Our work is clinically motivated and translational by design. We collaborate closely with clinicians, experimental scientists, and patients, and we are committed to open, collaborative, and reproducible science.
Predictive AI for Precision Immunotherapy
From Data Integration to Clinical Decision Support
Immunotherapy has transformed cancer care, yet most patients fail to benefit, and a subset experience severe, sometimes life-threatening toxicities. A central focus of the AISI Lab is to predict—before treatment begins—who will respond, who will not, and who is at risk of adverse events.
- Democratizing precision medicine: Developing AI models that leverage routinely collected clinical data—hematological indices, EHRs, and standard pathology—to predict immunotherapy response, prioritizing low-cost and non-invasive features for broad accessibility.
- Achieving accuracy with understanding: Building interpretable frameworks that integrate electronic health records, medical imaging, and multi-omics data to capture host–tumor interactions, enabling both accurate prediction and mechanistic insight.
We collaborate with clinicians and patients to validate these models in real-world and prospective studies, translating computational biomarkers into practical clinical tools.
Systems Immunology of Resistance Mechanisms
From Correlation to Causal Inference
Prediction alone is not enough. To help patients who do not respond to current therapies, we seek to understand why immunotherapy fails and how resistance emerges.

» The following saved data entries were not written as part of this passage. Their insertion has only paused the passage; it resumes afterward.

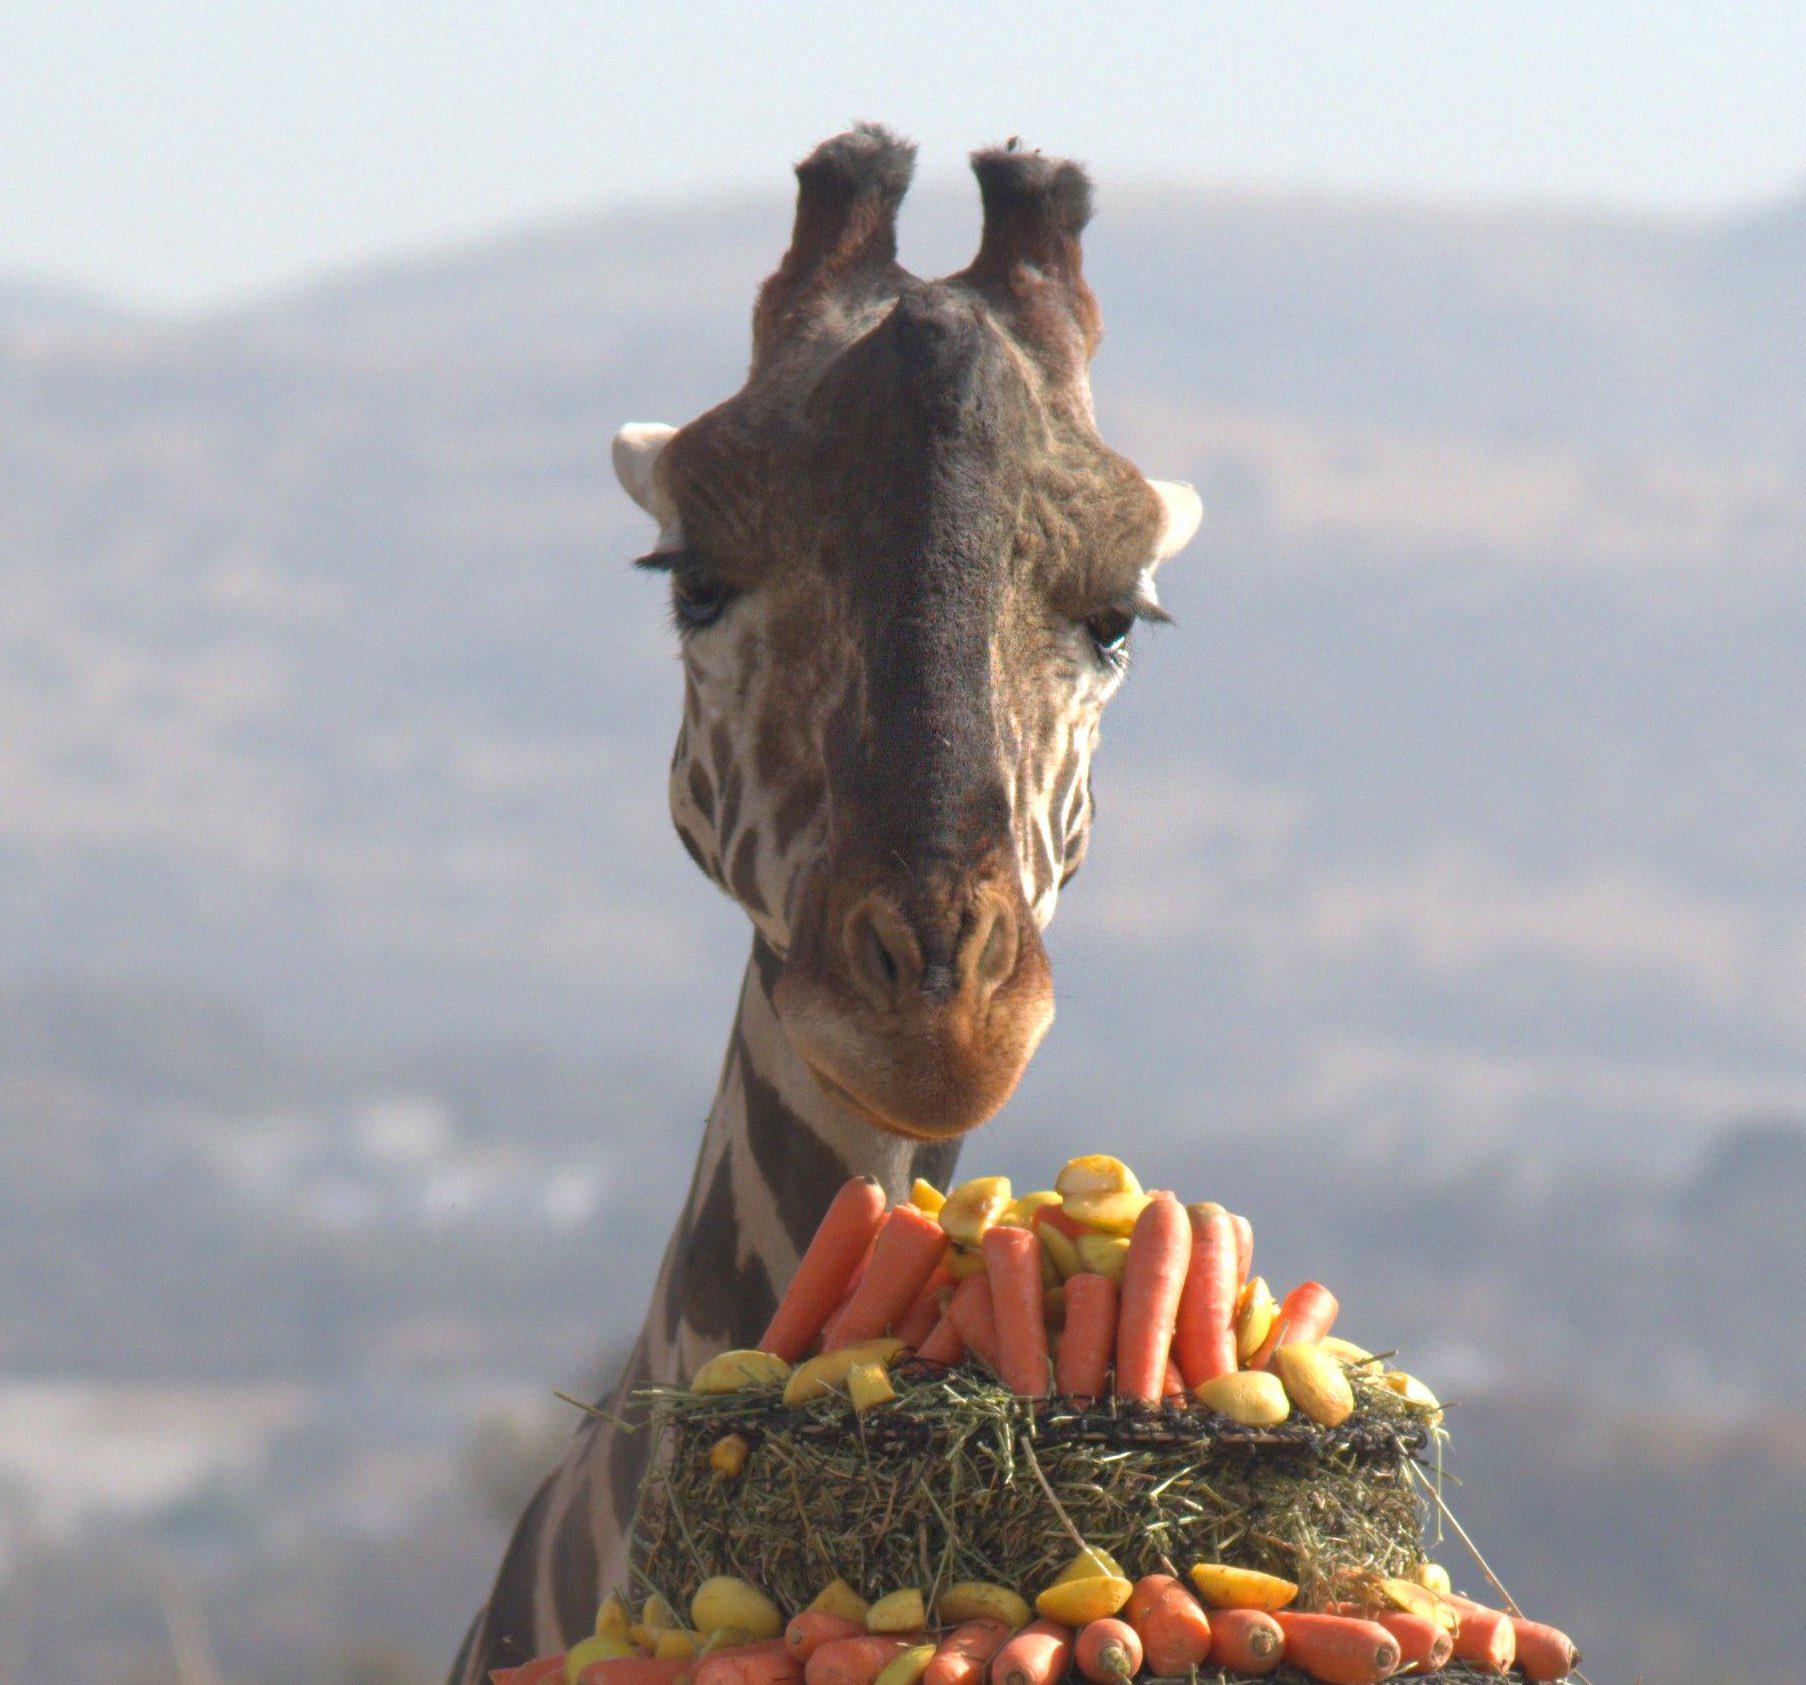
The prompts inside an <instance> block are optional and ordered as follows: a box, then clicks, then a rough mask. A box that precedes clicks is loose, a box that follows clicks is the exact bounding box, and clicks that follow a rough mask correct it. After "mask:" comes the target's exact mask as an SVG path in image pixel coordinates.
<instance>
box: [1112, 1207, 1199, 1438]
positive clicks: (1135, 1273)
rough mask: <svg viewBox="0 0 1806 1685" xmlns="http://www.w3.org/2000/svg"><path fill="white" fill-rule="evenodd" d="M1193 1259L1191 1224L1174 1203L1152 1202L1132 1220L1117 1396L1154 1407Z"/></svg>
mask: <svg viewBox="0 0 1806 1685" xmlns="http://www.w3.org/2000/svg"><path fill="white" fill-rule="evenodd" d="M1190 1255H1192V1223H1190V1219H1188V1217H1187V1215H1185V1206H1183V1205H1179V1201H1178V1199H1172V1197H1167V1199H1150V1201H1149V1203H1147V1205H1145V1206H1143V1208H1141V1215H1140V1217H1136V1219H1134V1230H1132V1232H1131V1235H1129V1255H1127V1257H1125V1259H1123V1291H1122V1309H1120V1313H1118V1317H1116V1396H1118V1398H1134V1400H1140V1401H1143V1403H1158V1401H1159V1394H1161V1391H1163V1387H1165V1380H1167V1353H1168V1351H1170V1349H1172V1329H1174V1324H1176V1322H1178V1318H1179V1293H1181V1291H1183V1289H1185V1270H1187V1264H1188V1262H1190Z"/></svg>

We use single-cell and spatial profiling to map immune and tumor states, their interactions, and how they are organized inside tumors. By integrating these data with computational and systems biology, we identify reversible resistance mechanisms — such as hypoxia-induced neutrophil reprogramming or translational dysregulation — that can be therapeutically targeted to re-sensitize immunologically "cold" tumors.
- Cellular states and transitions: Defining cell states, lineage relationships, and state plasticity.
- Metabolic and signaling constraints: Characterizing metabolic stress and intercellular communication that drive immune suppression.
- Spatial organization: Resolving tissue architecture and immune niches associated with response or resistance.
- Therapeutic vulnerabilities: Identifying actionable targets for next-generation immunotherapy.
The eOncoImmune Digital Twin Platform
From Mechanistic Understanding to Rational Design
Our long-term vision is to transform immunotherapy from empirical intervention into a model-guided, rational design paradigm.
We are building toward an eOncoImmune digital twin: a multi-scale framework that integrates biological knowledge and patient-specific data to simulate tumor–immune dynamics and therapeutic response. This integrative effort connects prediction, mechanism, and intervention into a coherent translational framework.
- In silico tumor–immune dynamics: Simulating tumor–immune co-evolution within mechanistic models.
- Virtual clinical trials: Enabling hypothesis generation and therapy evaluation prior to clinical testing.
- Rational therapy design: Guiding the development of immunotherapies through quantitative modeling and biological mechanism.